How do you prevent HIV?
There is no cure for HIV, but there are ways to prevent getting the virus.
HIV is generally passed from person-to-person through sexual (anal, vaginal, or oral) contact or by sharing needles and other drug works. HIV can be prevented through abstinence, mutual monogamy, condoms, by not sharing needles and drug works (commonly referred to as paraphernalia), and by limiting the use of substances (i.e. alcohol and other non-injecting drugs) that impair judgment.
There is currently no vaccine for HIV. Researchers have been trying to find an HIV vaccine since the virus was first identified in 1984. HIV is a very complex virus, so researchers have not been successful in creating a vaccine, but they continue to try.
Male latex condoms, placed over the penis, offer greater protection from HIV than female condoms. However, using a female condom is better than not using any form of protection at all. Condoms should be used consistently—EVERY time you have sex. Be sure not to tear the condom when opening the wrapper. Open the wrapper carefully with your hands—never use your teeth. And always use a NEW condom with every act of vaginal, anal, or oral sex.
To use a male condom correctly
To use a female condom correctly
How effective are latex condoms in the fight against HIV?
Latex condoms, when used consistently and correctly, are highly effective in preventing sexual transmission of HIV, the virus that causes AIDS. Research on the effectiveness of latex condoms in preventing heterosexual transmission is both comprehensive and conclusive. The ability of latex condoms to prevent transmission has been scientifically established. It should be noted that condom use cannot provide absolute protection against HIV. The surest way to avoid transmission of HIV is to abstain from sexual intercourse or to be in a long-term mutually monogamous relationship with a partner who has been tested and you know is not infected.

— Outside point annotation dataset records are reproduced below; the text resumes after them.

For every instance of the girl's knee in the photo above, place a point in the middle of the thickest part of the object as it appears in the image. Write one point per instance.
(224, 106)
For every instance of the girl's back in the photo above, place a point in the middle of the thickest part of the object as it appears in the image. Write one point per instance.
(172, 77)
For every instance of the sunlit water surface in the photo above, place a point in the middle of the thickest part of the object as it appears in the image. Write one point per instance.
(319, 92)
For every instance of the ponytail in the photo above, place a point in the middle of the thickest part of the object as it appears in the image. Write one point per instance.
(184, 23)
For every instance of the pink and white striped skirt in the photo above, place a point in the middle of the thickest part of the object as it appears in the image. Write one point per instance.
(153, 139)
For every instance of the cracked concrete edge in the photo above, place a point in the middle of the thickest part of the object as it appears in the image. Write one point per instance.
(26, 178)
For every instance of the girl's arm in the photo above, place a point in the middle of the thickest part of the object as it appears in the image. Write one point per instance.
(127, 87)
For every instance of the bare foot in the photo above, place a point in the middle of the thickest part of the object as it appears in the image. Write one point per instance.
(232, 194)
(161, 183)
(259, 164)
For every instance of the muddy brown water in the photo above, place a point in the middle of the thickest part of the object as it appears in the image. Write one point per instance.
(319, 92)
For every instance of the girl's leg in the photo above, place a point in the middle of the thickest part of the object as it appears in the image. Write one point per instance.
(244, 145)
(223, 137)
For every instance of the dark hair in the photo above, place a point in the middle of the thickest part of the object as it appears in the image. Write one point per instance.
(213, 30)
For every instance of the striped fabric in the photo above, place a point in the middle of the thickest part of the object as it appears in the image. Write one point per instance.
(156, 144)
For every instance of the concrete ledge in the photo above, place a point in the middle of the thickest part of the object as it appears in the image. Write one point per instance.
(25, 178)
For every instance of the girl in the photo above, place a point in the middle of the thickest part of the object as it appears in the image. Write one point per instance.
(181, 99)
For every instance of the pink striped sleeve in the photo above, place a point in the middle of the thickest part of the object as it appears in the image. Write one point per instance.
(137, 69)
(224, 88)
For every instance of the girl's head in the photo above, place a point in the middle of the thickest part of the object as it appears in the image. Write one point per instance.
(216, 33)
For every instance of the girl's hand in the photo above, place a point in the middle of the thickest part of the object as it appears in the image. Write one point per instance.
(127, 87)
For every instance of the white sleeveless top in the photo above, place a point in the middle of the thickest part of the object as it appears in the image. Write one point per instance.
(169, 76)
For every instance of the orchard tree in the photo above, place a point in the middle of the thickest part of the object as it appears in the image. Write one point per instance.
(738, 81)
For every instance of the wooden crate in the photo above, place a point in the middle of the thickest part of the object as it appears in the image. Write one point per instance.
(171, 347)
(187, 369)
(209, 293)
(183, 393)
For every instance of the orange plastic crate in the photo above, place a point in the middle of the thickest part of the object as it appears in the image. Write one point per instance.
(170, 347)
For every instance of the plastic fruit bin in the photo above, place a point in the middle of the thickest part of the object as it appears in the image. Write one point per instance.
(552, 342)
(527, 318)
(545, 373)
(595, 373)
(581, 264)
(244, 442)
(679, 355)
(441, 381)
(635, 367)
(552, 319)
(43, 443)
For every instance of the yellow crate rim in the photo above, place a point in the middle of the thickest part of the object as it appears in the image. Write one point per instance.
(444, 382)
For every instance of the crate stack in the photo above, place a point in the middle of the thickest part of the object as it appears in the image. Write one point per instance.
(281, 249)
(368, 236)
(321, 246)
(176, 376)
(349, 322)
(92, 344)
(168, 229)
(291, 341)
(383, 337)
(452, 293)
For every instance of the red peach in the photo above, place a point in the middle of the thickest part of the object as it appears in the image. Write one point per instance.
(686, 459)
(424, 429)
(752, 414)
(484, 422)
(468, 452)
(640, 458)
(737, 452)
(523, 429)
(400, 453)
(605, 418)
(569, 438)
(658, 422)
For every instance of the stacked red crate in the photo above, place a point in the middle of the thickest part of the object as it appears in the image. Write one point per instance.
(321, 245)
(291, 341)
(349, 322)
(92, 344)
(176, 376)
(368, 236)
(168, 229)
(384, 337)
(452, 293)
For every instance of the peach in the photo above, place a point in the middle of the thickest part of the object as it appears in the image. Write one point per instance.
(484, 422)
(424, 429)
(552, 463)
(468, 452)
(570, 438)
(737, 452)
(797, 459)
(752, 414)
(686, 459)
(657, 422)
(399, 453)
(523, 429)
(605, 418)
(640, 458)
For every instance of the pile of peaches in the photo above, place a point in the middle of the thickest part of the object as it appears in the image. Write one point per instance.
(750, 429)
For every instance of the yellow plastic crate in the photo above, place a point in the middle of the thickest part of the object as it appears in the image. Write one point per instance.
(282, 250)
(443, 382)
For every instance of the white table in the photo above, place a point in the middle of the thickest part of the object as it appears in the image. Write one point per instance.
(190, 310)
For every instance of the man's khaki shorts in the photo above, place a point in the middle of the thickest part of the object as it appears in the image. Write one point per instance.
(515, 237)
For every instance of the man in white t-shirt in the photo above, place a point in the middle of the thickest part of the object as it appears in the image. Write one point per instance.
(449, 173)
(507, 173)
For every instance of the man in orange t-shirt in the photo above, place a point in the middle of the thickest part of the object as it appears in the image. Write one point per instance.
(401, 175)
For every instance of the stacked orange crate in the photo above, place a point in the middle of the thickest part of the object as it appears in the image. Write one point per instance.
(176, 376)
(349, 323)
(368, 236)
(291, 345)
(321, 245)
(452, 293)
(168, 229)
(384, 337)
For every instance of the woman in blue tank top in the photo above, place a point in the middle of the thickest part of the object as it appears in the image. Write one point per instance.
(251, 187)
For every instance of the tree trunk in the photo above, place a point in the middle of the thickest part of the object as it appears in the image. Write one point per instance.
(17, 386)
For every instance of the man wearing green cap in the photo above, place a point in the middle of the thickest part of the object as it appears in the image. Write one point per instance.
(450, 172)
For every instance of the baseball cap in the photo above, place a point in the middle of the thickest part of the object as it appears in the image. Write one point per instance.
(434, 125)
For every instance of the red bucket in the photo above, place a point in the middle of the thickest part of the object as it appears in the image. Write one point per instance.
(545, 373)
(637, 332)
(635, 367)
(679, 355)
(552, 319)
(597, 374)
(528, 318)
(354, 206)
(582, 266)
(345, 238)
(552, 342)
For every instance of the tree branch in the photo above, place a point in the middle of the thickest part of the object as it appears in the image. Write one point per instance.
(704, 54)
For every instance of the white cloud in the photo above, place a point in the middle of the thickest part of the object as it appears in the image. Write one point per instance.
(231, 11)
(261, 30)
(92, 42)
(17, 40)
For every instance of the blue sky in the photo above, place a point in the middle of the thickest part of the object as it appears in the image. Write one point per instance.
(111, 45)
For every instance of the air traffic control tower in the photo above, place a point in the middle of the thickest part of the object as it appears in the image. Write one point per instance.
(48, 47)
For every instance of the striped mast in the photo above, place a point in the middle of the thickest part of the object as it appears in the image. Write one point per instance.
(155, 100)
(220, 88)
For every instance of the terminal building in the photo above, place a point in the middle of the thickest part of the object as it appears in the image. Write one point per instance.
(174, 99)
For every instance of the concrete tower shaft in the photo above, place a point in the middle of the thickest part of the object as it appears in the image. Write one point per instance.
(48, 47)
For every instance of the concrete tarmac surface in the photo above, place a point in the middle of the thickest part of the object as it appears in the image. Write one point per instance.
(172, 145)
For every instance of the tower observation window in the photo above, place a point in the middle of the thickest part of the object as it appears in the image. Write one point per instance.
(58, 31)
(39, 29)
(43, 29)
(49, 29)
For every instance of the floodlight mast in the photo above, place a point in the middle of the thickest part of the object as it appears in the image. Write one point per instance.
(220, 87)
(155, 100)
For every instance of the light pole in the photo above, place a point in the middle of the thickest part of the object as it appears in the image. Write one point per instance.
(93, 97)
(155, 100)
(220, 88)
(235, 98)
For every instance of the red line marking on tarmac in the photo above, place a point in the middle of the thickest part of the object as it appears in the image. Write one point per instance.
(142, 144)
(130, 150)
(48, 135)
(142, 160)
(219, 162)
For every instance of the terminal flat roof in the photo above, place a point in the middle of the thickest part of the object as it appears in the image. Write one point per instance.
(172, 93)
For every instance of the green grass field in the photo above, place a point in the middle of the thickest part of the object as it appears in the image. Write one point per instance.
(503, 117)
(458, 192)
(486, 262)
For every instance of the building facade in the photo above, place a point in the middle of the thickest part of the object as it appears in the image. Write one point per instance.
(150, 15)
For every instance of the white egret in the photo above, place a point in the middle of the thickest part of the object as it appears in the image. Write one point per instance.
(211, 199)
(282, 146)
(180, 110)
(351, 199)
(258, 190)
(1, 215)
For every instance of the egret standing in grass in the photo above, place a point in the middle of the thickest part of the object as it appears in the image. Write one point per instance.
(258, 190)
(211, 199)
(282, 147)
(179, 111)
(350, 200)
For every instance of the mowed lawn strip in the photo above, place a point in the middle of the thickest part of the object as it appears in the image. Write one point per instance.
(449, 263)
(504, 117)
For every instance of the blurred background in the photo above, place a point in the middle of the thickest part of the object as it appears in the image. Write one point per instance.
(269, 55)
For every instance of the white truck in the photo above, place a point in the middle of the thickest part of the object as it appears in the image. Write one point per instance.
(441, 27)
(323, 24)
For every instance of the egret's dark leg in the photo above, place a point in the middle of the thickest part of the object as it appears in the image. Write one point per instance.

Are health care workers at risk of getting HIV on the job?
The risk of health care workers being exposed to HIV on the job is very low, especially if they carefully follow universal precautions (i.e., using protective practices and personal protective equipment to prevent HIV and other blood-borne infections). It is important to remember that casual, everyday contact with an HIV-infected person does not expose health care workers or anyone else to HIV. For health care workers on the job, the main risk of HIV transmission is through accidental injuries from needles and other sharp instruments that may be contaminated with the virus; however, even this risk is small.
For more information on preventing occupational exposure to HIV, refer to the CDC fact sheet, “Occupational HIV Transmission and Prevention among Health care Workers.
Drug and Alcohol Use
There are a couple of ways that drug and alcohol use can increase a person’s risk of HIV infection. One way is that using drugs and alcohol can reduce inhibitions and possibly increase the chance of one engaging in risky behaviors that can increase the risk of HIV exposure, such as unprotected sex.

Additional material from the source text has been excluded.